Tosson Township and Rothbury Parish
The late 19th century township of Tosson forms the basic framework for the short historical summary set out in volume XV of the Northumberland County History (NCH XV (1940), 395-8), and in the rather more detailed study by David Dippie Dixon (1903, 322-35). It was one of 20 townships incorporated in the large and important parish of Rothbury, which covered 36,398 acres, embracing much of upper and central Coquetdale including the Simonside Hills to the south and Rothbury Forest.
The status of Rothbury as the ecclesiastical centre of this area from an early stage is demonstrated by the presence of the magnificent carved stone cross, mentioned above, which must denote indicate the presence of a monastery or minster church by the first half of the 9th century. The parish itself is first documented in 1090 when Robert de Mowbray, earl of Northumberland, granted its tithes to Tynemouth Priory.
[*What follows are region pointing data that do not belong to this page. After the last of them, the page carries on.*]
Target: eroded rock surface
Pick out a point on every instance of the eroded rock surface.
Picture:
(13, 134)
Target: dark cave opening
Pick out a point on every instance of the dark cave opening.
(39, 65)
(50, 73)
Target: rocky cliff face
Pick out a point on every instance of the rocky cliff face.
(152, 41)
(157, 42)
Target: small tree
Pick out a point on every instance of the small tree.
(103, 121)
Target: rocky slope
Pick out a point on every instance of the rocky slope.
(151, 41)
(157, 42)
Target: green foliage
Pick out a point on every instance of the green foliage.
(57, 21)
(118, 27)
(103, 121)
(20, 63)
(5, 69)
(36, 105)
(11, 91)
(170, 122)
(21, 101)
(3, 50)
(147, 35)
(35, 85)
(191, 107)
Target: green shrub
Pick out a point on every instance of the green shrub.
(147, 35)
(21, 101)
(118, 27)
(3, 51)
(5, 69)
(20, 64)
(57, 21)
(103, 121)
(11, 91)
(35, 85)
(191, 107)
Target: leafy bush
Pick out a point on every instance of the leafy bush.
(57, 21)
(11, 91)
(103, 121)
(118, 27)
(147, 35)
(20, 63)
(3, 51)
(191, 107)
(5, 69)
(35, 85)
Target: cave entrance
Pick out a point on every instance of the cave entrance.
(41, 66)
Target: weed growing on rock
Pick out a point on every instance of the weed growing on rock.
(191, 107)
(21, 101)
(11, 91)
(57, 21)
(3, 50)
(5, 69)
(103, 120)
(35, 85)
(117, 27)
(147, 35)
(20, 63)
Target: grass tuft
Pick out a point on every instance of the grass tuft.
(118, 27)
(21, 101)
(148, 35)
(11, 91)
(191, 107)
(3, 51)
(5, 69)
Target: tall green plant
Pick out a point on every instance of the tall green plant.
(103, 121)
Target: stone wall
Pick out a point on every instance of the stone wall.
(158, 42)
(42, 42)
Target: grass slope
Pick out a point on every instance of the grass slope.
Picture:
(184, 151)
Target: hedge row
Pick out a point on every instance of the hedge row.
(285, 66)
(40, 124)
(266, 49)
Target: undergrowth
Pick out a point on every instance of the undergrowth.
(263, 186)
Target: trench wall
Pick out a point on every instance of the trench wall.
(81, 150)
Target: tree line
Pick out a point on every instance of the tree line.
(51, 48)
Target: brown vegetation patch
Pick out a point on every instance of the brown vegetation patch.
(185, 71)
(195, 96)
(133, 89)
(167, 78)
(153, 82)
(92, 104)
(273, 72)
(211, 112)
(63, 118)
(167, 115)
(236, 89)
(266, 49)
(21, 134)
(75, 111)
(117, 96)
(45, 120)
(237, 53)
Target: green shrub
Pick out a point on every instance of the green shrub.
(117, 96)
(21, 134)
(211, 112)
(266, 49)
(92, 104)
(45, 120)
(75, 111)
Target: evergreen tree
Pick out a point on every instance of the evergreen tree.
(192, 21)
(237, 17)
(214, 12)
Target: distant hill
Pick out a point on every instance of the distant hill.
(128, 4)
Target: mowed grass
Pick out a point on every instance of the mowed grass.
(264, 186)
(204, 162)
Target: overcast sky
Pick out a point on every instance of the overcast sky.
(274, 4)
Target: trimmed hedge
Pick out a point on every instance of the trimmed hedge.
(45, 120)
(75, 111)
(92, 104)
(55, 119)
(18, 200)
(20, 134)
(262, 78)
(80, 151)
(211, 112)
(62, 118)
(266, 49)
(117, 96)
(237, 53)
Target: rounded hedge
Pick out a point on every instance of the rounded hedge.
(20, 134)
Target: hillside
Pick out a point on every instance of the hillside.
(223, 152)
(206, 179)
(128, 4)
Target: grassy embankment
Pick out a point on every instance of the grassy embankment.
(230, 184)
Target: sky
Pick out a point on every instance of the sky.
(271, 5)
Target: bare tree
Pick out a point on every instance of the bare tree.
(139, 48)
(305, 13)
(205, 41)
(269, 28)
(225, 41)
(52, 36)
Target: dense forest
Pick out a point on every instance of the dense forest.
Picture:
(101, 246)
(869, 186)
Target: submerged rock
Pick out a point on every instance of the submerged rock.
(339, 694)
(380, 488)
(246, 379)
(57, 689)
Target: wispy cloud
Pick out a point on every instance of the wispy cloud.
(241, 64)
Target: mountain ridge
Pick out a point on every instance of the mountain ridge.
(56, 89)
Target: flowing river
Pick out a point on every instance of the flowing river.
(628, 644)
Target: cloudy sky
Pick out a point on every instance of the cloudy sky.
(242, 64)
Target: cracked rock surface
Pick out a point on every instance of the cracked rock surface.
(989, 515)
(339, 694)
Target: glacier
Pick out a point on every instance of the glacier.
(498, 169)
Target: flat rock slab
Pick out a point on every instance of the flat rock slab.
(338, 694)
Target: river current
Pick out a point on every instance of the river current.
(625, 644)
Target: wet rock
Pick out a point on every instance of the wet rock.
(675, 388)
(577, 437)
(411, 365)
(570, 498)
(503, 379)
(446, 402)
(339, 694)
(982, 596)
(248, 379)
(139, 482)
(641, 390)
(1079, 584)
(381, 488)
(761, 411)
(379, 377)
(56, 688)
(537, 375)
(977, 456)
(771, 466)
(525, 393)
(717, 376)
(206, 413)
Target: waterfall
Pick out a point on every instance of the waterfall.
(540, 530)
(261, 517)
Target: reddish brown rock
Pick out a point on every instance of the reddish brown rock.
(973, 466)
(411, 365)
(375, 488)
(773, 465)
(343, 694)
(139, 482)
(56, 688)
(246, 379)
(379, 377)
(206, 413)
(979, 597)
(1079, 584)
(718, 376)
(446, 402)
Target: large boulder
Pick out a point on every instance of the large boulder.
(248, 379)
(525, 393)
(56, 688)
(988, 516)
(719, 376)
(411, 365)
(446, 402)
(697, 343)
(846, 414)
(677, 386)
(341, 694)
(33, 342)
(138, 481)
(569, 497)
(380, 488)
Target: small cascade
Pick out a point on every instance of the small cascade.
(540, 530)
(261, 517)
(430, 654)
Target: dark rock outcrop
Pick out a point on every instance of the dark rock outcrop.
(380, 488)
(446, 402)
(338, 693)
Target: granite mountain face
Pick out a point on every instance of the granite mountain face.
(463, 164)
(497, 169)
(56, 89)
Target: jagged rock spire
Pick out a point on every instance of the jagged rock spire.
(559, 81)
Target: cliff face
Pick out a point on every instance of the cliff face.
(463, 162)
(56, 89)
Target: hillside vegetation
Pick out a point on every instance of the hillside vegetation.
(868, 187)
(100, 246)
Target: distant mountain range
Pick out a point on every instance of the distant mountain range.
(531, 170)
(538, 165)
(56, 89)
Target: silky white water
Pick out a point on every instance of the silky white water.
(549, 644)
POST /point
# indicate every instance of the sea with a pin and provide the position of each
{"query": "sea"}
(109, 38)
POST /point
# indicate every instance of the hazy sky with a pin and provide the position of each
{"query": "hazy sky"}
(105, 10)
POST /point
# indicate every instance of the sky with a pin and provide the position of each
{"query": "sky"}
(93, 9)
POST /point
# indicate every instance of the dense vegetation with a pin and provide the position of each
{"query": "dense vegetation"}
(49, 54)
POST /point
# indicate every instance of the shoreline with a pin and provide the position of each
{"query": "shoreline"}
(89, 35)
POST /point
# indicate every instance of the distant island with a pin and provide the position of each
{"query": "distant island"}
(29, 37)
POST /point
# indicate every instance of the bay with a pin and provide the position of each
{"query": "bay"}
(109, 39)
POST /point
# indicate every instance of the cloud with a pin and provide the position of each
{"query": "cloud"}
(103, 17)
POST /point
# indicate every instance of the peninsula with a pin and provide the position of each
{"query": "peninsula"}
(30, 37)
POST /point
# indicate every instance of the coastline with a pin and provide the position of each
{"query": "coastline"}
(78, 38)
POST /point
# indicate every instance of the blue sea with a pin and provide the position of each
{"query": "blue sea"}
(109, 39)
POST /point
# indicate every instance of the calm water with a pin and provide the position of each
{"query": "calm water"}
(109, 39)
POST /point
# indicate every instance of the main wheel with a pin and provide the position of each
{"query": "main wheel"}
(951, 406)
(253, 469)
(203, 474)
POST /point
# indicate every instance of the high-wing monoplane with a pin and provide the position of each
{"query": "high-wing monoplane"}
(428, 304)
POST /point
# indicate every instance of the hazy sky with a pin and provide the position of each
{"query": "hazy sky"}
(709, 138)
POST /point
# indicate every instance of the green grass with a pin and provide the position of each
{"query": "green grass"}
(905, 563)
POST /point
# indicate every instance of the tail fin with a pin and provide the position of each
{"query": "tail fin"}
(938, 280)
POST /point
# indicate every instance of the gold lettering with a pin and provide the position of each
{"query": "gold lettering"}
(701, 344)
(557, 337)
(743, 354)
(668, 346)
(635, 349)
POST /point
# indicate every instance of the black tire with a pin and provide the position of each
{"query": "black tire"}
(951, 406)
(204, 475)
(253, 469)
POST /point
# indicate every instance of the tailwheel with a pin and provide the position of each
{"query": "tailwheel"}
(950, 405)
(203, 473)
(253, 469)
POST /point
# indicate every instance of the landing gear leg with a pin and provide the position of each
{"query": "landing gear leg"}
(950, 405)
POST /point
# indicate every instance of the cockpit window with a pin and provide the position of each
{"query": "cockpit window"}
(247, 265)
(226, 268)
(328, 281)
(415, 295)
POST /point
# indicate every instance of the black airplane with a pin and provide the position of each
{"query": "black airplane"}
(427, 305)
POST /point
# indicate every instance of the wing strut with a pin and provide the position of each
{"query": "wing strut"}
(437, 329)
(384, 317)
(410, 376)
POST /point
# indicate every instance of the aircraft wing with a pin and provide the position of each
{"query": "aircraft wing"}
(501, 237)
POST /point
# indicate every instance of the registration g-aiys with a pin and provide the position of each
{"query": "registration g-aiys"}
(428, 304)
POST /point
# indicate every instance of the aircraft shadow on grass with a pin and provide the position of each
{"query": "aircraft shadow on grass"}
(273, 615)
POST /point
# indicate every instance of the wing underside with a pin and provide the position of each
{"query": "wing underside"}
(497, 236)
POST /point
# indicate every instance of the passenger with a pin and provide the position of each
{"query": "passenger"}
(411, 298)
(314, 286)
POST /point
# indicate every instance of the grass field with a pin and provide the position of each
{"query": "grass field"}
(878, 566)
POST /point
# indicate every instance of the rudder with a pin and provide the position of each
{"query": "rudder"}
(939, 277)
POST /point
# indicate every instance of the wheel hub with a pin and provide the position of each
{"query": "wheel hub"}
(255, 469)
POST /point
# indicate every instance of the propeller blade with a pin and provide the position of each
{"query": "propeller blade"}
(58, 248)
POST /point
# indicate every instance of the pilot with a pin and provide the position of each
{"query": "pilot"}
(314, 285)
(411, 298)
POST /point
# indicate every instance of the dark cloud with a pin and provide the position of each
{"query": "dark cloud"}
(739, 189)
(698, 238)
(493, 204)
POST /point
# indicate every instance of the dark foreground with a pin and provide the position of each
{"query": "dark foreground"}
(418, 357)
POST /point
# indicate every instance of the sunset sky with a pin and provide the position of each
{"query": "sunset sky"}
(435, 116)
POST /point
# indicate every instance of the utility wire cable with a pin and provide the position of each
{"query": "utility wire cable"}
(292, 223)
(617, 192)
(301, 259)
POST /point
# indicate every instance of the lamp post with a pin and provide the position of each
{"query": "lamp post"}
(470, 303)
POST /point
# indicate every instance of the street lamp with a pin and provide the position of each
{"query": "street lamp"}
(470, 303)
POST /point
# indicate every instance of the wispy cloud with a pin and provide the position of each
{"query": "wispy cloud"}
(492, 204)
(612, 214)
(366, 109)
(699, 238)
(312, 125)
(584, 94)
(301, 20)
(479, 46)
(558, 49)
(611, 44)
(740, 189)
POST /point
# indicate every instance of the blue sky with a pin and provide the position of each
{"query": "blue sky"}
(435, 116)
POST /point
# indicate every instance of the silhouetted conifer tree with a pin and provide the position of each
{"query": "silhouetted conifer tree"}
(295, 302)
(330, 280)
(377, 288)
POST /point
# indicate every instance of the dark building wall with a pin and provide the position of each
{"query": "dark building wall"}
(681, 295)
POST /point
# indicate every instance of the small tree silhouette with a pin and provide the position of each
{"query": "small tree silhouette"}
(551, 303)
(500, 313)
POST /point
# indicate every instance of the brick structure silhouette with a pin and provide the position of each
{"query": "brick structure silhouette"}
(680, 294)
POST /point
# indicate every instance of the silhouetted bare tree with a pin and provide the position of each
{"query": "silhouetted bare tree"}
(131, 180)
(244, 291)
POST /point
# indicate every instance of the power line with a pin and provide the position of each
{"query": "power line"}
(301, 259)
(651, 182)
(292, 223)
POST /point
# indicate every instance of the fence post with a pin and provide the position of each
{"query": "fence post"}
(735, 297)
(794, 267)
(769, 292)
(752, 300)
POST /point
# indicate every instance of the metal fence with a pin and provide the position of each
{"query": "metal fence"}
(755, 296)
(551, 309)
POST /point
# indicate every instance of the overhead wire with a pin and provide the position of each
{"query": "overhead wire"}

Tosson Township itself covered 3212 acres and included the constituent settlements of Great Tosson, Rye Hill/Allerdene and Little Tosson. Its territory represented a roughly wedge-shaped slice of territory extending from the south bank of the Coquet across the Simonside Hills to the northern limit of Harwood Forest. The township was created in 1888 by the merger of Great Tosson and Ryehill Township (2669 acres) with the much smaller township of Little Tosson (547 acres) (Kelly 1910, 452; cf. Bulmer 1887, 795-6).